1. All three were shaped and grounded in a Christian faith tradition that informed how they lived and engaged human events.
2. Each was prepared to call evil by its right name, to refuse it legitimacy and to resist it.
3. Their understandings of human nature were grounded in the Imago Dei (or something very much like it) and its attendant dignity, in an understanding of human failings and of the possibility of redemption and remediation. For the pope, this translated into his encouraging Polish resistance. For Mrs. Thatcher, this meant offering ownership of council houses to the Britons who lived in them and ownership of shares in British companies as her government divested and privatized them. For Reagan, this defined his belief in the possibility of the Russian leadership’s following human goodness, against their totalitarian doctrines. And his foreign policy supported the efforts of those who were of like mind, intention and action.
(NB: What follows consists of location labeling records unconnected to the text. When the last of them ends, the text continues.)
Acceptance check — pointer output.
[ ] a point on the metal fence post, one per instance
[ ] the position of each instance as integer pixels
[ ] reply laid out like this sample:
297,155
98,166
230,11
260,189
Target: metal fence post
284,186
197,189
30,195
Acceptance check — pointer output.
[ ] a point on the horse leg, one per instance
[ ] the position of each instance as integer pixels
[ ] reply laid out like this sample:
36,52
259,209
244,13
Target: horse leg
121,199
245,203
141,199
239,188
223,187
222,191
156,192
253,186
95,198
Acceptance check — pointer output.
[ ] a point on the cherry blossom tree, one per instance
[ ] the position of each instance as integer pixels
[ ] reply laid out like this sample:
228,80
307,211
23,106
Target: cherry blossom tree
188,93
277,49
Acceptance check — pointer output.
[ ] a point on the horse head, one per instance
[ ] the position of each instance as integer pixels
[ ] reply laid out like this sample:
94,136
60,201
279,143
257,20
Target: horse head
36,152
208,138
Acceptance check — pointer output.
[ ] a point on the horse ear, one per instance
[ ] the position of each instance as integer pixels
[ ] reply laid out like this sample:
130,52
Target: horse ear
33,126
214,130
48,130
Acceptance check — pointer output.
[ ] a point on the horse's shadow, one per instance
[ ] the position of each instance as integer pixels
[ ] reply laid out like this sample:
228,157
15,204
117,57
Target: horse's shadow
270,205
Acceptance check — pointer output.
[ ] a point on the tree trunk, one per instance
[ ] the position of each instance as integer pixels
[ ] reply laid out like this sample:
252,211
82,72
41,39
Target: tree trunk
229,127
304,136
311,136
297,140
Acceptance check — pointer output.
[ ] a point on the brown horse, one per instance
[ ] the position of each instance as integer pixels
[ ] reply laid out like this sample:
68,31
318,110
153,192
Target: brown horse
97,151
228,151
4. John Paul understood where his responsibilities as pastor and preacher ended and the prudential judgment of political authority began. The church and its leaders may – no, must – speak to the state and to political authority, but they do not control the levers of state power.
5. In a post-9/11 world, there may not be an equivalent to the Reagan strategy of deterrence, at least not in the same way. That said, the need for SDI or something like it to protect human life from a nuclear threat or its equivalent is not lesser, but greater.
6. A struggle against any totalitarianism may well mean fighting a two-front battle: the front based offshore and another at home. In addition to its foreign policy efforts, Western states funded such instruments as the Voice of America on the ideological front and to encourage those suffering under totalitarianism. From the beginning of the Cold War, Western Christians smuggled Bibles and support to the church behind the Iron Curtain. On the home front, Christians are still called to John Paul’s strategy of cultural resistance by engaging the culture of modernity with faith-integrated lives in family, in vocation and in the public square; and
7.No regime – no totalitarianism, “hard” or “soft” – is permanent.